Pero, ¿a qué se debe esa popularidad? De hecho, porque allí está presente el más auténtico espíritu lorquiano, reflejado en sus romances de tan vasta tradición española y en la profundidad del alma gitana, que dan origen precisamente al título –Romancero Gitano-, cuya gran musicalidad repite el eco de un canto flamenco junto al baile agitado, frenético, con los tacones golpeando con furia al tablao, característicos del pueblo andaluz al que él pertenecía y que representaba de manera ejemplar.

Hay, sin embargo, una razón mayor en tal sentido: entre sus poco más de veinte poemas, sobresalen páginas memorables, como La casada infiel, obligada en el repertorio de los mejores declamadores en lengua castellana; la Muerte de Antoñito El Camborio, bañada de sangre, dolor y llanto, o La sangre derramada, con sus versos repetidos a la luna y a la misma sangre, de rabia por la muerte “de Ignacio sobre la arena”, atacado y vencido por el toro: “¡Que no quiero verla!”.

Pero, el mejor poema del Romancero Gitano (acaso por ello el autor lo dejó de primero) es el Romance de la luna, luna, una tragedia teatral en tres actos, narrada en nueve estrofas de cuatro versos octosílabos, los cuales mantienen, de principio a fin, la rima asonante entre el segundo y el cuarto de cada estrofa.

Una tragedia escrita en verso, cuyos actos veremos a continuación.

Primer acto

Desde el comienzo del poema, se revela el romance de la luna. ¿Con quién?, se preguntará. La respuesta es sorprendente, aunque poética en extremo: con un niño gitano, acostado en su humilde camita, quien logra verla por la ventana en la noche o imaginarla en el delirio de su imaginación.

“El niño la mira, mira. / El niño la está mirando”, dice el poeta, haciendo las veces de narrador, quien a su vez describe cómo la luna “mueve sus brazos”, cual si danzara en la profundidad de los cielos, “y enseña, lúbrica y pura, / sus senos de duro estaño”.

Sí, es como si la luna intentara seducir al infante, hasta con deseos lujuriosos, pero -según se aclara de inmediato- en forma “pura”, con la inocencia de su pequeño amado, mostrándole “sus senos de duro estaño” en tácita alusión al color blanco del astro y a sus montes que todos logramos ver desde la tierra.

Tras dicha introducción de dos estrofas, se da un diálogo entre ambos personajes: mientras el niño le pide a la luna que se vaya, que huya porque vienen los gitanos -quienes “harían con su corazón / collares y anillos blancos”, la luna se niega a irse y prefiere seguir bailando ante él, como esperando a que se duerma para cuidar su sueño.

“Cuando vengan los gitanos / te encontrarán sobre el yunque / con los ojillos cerrados”, canta la luna.
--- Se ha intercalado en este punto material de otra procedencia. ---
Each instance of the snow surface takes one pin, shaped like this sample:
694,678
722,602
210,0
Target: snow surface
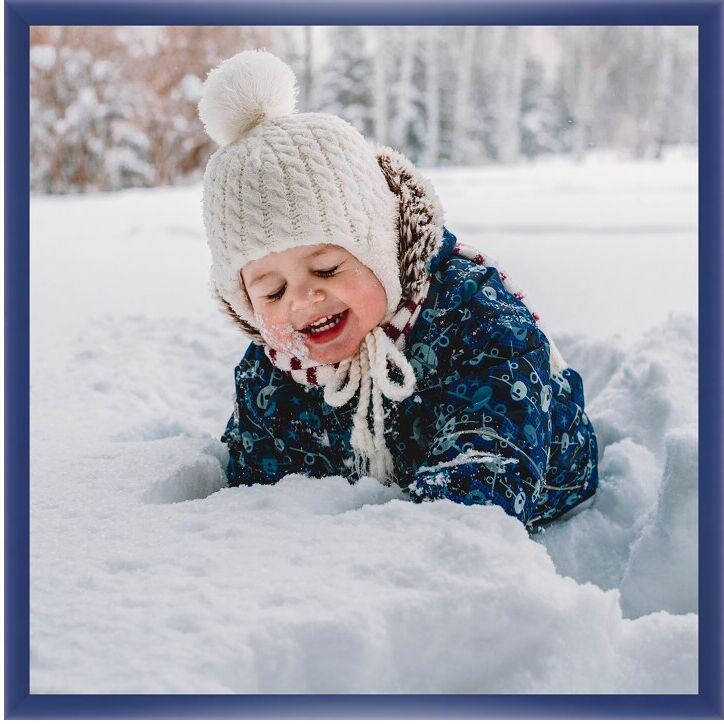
149,575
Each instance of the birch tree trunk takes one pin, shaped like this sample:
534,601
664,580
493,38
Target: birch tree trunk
461,104
432,97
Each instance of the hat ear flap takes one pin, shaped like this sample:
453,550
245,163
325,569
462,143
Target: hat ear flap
249,330
420,218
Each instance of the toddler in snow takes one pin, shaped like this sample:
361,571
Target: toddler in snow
381,345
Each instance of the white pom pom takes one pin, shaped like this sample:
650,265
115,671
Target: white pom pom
244,90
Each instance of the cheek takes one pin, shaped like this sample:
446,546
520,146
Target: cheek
368,298
279,334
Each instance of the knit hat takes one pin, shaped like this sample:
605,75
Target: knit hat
282,179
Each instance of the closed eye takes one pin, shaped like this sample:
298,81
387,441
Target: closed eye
274,296
327,272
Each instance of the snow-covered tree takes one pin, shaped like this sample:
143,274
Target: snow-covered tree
345,80
84,133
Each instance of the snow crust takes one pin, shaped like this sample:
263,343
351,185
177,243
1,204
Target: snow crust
148,575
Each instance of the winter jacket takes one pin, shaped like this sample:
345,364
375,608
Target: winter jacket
488,423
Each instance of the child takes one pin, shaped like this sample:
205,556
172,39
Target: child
381,346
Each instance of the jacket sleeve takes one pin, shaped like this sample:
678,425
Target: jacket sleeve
489,441
253,457
259,450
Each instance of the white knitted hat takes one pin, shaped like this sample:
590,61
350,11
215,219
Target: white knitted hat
282,179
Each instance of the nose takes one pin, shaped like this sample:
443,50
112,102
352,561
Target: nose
307,295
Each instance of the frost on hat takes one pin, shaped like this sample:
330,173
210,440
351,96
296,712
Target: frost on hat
282,179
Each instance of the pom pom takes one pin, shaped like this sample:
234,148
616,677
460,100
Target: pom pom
243,91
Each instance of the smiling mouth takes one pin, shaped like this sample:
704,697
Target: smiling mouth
326,327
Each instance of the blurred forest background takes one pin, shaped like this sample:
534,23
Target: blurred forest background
115,107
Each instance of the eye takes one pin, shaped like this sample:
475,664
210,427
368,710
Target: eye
327,272
274,296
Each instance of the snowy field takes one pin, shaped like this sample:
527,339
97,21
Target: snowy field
148,575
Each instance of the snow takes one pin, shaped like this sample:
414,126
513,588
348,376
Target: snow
148,575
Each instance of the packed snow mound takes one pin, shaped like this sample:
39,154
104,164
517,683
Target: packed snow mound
319,586
148,575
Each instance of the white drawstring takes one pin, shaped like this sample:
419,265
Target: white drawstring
367,370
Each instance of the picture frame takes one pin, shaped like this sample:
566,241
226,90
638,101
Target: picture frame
707,15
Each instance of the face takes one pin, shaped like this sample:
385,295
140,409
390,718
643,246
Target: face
317,302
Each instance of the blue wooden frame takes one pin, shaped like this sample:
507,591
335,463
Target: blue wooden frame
708,15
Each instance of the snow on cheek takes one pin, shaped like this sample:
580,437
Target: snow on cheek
283,337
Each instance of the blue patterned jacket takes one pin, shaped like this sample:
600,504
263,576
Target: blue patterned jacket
488,424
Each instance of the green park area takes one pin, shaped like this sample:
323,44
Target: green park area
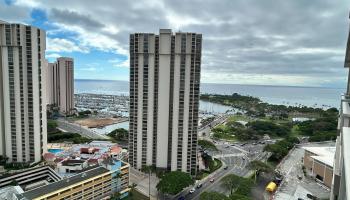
256,119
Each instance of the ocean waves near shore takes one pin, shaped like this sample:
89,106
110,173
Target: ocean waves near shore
286,95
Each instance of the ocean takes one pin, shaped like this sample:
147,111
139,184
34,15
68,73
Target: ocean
286,95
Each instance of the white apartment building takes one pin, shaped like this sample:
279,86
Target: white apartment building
60,85
164,100
22,94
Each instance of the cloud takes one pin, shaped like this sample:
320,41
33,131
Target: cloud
64,45
120,62
53,55
268,42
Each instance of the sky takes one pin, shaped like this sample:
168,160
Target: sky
263,42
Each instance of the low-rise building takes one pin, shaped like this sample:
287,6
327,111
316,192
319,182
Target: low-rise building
319,161
30,178
70,165
97,183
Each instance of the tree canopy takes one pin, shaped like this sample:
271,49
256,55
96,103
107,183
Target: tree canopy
119,134
231,182
260,166
173,182
207,144
213,196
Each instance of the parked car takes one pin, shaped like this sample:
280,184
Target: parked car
192,190
310,196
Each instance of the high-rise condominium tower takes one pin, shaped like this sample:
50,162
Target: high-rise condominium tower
60,85
164,98
22,95
341,169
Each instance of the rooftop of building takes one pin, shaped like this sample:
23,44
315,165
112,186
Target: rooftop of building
323,154
9,191
65,183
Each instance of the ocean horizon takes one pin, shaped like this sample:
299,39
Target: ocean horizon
275,94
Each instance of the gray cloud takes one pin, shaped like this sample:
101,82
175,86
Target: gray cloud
300,38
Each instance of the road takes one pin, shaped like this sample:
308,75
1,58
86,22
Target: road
236,158
205,130
74,128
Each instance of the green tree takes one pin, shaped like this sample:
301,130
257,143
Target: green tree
173,182
51,126
260,166
213,196
207,144
231,182
245,187
149,169
119,134
239,197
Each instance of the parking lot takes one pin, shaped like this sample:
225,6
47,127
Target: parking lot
295,185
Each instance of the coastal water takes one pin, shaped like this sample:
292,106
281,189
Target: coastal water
286,95
309,96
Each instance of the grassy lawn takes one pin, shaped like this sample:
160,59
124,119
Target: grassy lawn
295,131
239,118
135,195
215,165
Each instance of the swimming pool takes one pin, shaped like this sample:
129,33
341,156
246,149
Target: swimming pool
54,151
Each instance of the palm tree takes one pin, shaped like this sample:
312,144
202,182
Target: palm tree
148,169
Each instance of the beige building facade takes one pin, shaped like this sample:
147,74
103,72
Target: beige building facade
23,134
319,161
164,100
60,85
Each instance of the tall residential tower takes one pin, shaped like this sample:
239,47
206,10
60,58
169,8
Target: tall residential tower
22,114
341,169
164,100
60,85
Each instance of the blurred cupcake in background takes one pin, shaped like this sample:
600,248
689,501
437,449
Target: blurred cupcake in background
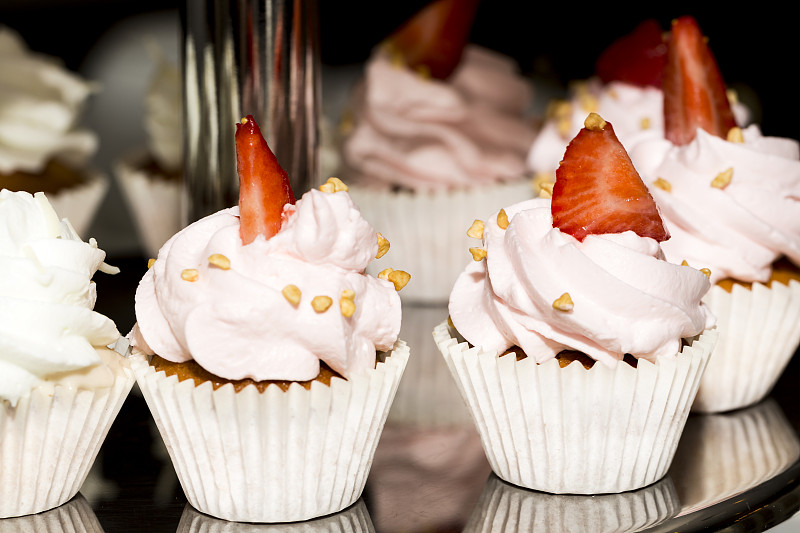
150,177
436,136
42,145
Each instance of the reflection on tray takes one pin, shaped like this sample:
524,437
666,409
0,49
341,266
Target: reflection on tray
722,455
76,516
354,519
506,507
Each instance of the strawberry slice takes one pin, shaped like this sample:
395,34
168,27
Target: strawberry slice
637,58
436,36
263,185
694,91
598,191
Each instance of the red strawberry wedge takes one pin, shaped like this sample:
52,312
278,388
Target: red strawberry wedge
436,36
263,185
637,58
694,91
598,191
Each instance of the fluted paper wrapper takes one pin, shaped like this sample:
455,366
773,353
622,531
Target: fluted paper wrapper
75,516
427,396
80,204
503,507
572,430
759,331
354,519
50,441
722,455
153,201
428,231
273,456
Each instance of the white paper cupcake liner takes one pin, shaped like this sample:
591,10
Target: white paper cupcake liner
759,331
722,455
80,204
572,430
155,203
75,516
50,440
503,507
354,519
273,456
428,231
427,396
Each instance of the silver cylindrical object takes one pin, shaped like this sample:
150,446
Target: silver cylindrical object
242,57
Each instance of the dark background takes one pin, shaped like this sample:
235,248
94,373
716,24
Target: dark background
756,47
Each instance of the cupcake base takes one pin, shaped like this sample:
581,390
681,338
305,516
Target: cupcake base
273,456
577,431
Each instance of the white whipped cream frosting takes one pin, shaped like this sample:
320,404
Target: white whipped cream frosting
427,134
627,298
737,231
48,328
163,120
237,324
40,104
636,112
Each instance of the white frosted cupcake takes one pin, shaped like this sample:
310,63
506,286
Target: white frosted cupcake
426,155
503,507
576,346
42,146
730,199
150,177
267,292
60,385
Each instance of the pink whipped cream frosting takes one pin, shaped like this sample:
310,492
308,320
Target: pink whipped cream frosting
627,298
237,324
428,134
737,231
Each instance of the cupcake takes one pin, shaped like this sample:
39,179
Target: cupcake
626,90
266,355
730,198
436,133
60,385
150,177
42,147
577,347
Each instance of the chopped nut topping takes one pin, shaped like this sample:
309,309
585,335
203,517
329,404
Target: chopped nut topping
321,303
663,184
333,185
292,294
383,246
563,303
735,135
723,179
502,219
594,122
475,231
190,274
220,261
477,253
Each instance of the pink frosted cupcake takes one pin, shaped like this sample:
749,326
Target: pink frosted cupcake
576,346
277,356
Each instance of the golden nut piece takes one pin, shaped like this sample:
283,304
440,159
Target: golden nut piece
321,303
219,261
292,294
563,303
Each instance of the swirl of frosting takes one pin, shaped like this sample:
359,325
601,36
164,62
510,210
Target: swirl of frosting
236,320
47,325
625,298
428,134
736,229
40,103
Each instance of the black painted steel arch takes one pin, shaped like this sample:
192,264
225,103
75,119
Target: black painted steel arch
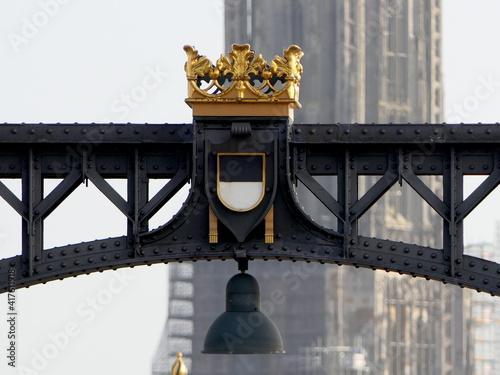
394,152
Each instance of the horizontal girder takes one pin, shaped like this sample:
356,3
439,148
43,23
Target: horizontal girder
136,153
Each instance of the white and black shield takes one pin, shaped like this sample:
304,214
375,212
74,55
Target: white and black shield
241,180
240,186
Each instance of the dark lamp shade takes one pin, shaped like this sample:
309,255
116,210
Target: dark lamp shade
243,328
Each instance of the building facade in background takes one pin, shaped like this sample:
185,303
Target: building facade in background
365,61
486,315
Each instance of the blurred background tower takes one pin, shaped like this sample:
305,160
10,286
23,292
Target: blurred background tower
486,315
365,61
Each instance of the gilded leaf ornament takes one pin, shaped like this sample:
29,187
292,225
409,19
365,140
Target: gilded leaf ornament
243,76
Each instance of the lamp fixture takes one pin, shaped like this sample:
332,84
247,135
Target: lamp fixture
243,328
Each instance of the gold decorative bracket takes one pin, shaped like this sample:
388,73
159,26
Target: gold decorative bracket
213,234
269,226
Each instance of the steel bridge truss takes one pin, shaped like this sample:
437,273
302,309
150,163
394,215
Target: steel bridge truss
182,154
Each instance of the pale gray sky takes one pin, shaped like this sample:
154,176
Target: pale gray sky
71,60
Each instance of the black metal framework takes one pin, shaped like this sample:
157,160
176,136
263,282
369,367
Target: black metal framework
139,152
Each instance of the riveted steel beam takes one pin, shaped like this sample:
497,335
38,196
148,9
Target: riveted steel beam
301,153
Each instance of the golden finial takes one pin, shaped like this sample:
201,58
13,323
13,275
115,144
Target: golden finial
243,78
179,367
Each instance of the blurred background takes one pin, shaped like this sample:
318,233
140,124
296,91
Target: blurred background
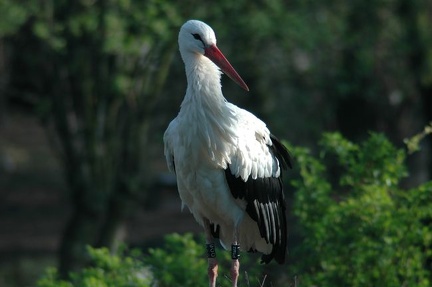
88,87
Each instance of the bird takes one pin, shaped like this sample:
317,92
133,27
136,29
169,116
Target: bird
227,164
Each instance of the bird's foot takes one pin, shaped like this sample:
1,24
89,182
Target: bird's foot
235,267
212,271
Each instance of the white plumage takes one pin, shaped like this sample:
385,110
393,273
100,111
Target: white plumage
227,164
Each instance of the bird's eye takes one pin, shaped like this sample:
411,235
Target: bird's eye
197,37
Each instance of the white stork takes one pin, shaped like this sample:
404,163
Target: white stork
228,165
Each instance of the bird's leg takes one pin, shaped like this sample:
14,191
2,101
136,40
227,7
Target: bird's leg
211,254
235,255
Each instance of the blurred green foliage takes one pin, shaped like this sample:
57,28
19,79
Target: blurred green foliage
179,262
105,270
358,226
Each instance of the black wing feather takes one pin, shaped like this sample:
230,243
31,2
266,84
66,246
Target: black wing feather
265,203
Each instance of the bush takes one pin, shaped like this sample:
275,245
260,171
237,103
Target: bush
106,270
181,261
359,227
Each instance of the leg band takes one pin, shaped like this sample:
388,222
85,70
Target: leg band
235,251
211,250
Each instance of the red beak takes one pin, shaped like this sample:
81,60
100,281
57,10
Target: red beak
214,54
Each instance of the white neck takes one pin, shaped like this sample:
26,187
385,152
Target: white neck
205,110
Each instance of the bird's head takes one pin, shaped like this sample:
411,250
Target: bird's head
198,38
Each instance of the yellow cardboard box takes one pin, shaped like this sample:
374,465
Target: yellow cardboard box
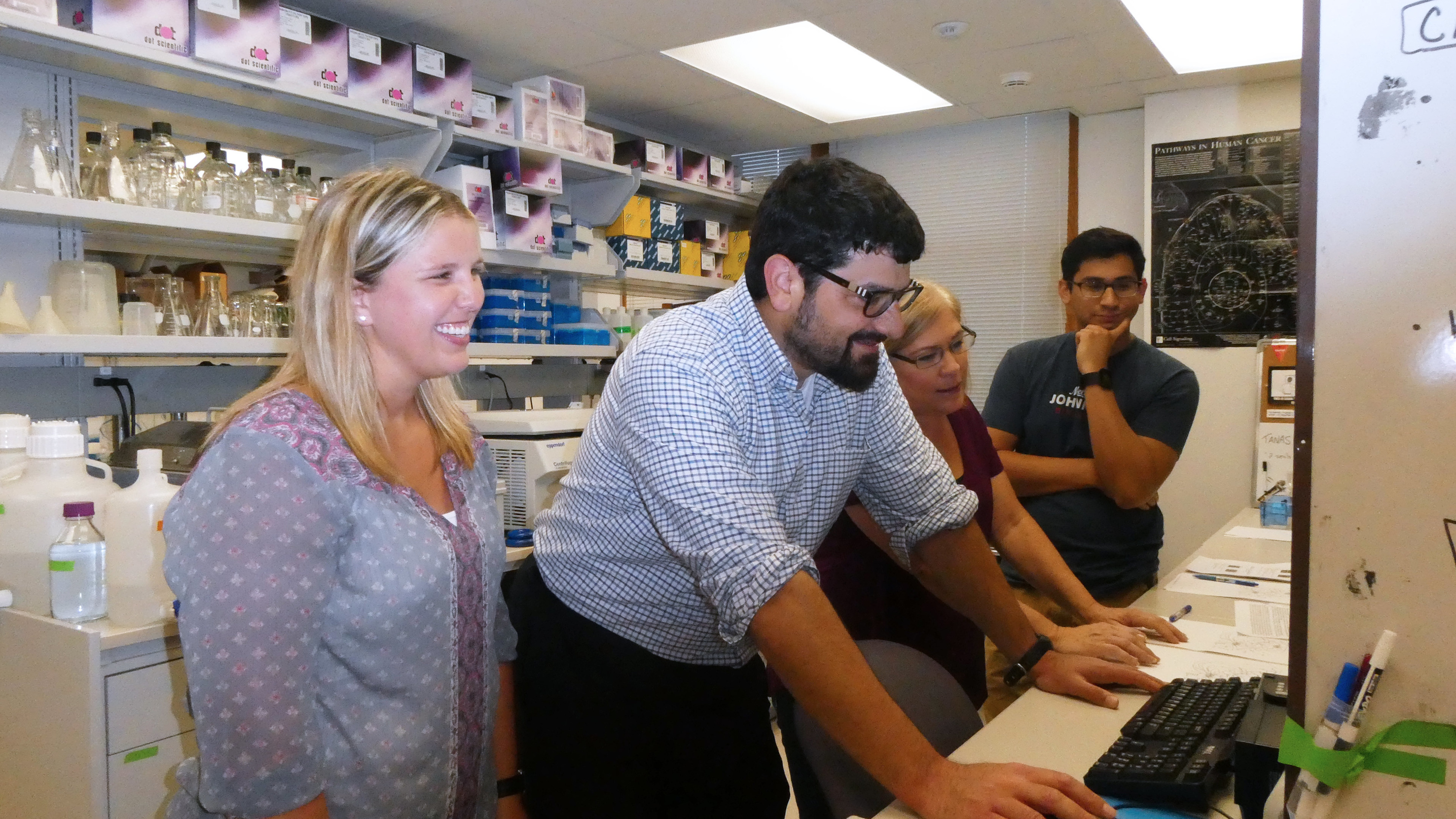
737,255
634,220
691,258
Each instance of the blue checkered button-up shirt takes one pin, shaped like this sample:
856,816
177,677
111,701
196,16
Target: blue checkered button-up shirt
707,479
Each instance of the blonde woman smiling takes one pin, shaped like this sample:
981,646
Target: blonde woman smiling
338,552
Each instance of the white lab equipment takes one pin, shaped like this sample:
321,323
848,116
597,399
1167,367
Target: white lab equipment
533,450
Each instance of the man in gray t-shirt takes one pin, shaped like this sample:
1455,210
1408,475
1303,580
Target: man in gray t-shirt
1090,425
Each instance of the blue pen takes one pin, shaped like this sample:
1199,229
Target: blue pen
1227,581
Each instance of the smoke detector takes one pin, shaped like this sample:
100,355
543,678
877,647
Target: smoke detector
951,30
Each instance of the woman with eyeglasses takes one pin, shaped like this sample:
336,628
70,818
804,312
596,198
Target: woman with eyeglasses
880,601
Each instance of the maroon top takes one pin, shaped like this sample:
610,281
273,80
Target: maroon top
880,601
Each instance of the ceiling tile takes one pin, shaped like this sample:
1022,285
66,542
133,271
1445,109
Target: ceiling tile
646,82
653,25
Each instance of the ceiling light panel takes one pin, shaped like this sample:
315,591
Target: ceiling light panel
810,71
1204,36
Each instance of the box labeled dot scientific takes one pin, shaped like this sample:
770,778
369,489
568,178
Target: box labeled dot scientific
380,71
315,51
238,34
443,85
155,24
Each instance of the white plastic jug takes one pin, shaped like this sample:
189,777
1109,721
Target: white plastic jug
136,591
31,505
14,431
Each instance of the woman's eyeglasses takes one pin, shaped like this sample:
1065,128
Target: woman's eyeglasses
929,358
875,300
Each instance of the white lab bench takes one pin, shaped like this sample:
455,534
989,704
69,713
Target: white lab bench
94,717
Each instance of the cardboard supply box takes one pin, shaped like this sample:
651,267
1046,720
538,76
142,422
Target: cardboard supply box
689,258
239,34
532,117
567,134
692,168
473,187
653,158
443,85
38,9
713,265
522,221
165,25
599,144
711,235
634,220
382,71
531,172
315,51
631,249
564,100
661,255
667,220
721,175
737,255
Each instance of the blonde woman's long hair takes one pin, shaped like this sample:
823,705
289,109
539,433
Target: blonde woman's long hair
366,221
924,312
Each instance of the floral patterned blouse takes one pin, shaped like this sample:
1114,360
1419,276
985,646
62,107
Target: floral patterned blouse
340,635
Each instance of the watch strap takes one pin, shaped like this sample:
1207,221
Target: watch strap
1021,668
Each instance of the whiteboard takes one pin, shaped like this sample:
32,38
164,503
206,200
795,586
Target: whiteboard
1382,444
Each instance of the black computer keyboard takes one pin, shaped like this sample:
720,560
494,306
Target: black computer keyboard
1178,746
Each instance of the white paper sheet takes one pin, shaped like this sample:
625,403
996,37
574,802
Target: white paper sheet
1201,665
1227,641
1261,619
1261,533
1241,570
1266,591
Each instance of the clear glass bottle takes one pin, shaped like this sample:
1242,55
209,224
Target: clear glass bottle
172,315
30,172
213,315
95,162
79,568
133,161
258,190
165,169
311,191
210,184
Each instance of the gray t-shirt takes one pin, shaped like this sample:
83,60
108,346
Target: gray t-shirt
1037,399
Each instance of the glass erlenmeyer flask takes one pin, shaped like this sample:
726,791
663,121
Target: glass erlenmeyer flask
213,316
30,171
172,316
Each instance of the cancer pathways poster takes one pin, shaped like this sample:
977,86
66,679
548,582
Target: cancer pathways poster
1225,236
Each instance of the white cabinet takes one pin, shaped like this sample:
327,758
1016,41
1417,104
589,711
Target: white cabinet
94,719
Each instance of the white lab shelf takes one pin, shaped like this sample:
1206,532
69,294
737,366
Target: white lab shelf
198,347
28,38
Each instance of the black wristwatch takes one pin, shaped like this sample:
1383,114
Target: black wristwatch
1031,658
510,786
1100,379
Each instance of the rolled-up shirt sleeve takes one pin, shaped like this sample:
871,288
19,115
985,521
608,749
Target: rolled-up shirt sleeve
699,489
906,483
253,544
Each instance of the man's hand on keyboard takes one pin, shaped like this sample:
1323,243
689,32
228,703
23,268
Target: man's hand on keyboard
1079,677
1008,792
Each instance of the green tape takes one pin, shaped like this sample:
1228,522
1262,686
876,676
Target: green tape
140,754
1337,769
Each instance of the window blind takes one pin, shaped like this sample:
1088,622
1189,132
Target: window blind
992,197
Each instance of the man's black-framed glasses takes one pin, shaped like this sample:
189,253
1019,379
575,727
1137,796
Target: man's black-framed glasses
1123,287
929,358
875,300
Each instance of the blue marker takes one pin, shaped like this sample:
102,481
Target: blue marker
1225,581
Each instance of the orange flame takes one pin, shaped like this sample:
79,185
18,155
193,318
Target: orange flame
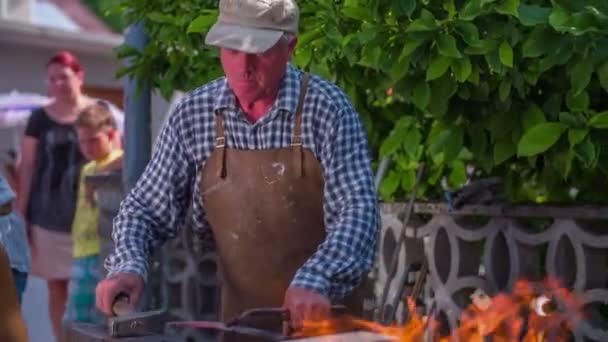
528,314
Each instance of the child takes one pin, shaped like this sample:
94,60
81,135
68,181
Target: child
96,129
13,238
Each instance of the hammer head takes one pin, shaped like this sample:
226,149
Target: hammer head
138,324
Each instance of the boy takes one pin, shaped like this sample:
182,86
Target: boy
13,238
96,129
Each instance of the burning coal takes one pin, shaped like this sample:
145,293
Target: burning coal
533,312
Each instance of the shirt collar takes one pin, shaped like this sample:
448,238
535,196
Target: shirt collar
287,97
6,193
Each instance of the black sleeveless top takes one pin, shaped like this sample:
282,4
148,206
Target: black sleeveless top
56,173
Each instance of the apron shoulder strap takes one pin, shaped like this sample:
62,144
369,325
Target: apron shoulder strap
220,143
297,130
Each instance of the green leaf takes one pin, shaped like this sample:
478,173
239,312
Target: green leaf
576,135
401,67
442,90
539,138
458,174
437,143
390,184
532,117
410,46
392,143
599,120
509,7
421,95
559,18
161,18
572,120
532,15
504,90
407,6
539,42
202,23
479,145
454,144
471,10
577,102
585,152
468,31
438,66
562,162
580,76
503,150
408,179
412,141
358,13
602,74
446,44
302,57
462,68
506,54
426,22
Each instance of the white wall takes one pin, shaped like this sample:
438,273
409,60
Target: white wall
23,68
“Huye luna, luna, luna”, insiste el niño, advirtiéndole de nuevo “que ya siento sus caballos”. La luna, sin embargo, no da su brazo a torcer, si bien le pide a su nuevo amigo que “no pises mi blancor almidonado”, como si ella hubiera bajado a acompañarlo y él le pisara, por descuido, “su polizón de nardos”, o sea, su vestido blanco.

En medio del tenso ambiente se baja el telón, dejando doble espacio entre las estrofas, para dar paso al segundo y al tercer actos, donde se cierra la historia.

Desenlace fatal

En el segundo acto, vuelve la narración del poeta: según estaba previsto, los gitanos se aproximan a su campamento y, por tanto, a la fragua donde reposa el niño, como lo anuncia un jinete que se acerca, “tocando el tambor del llano”.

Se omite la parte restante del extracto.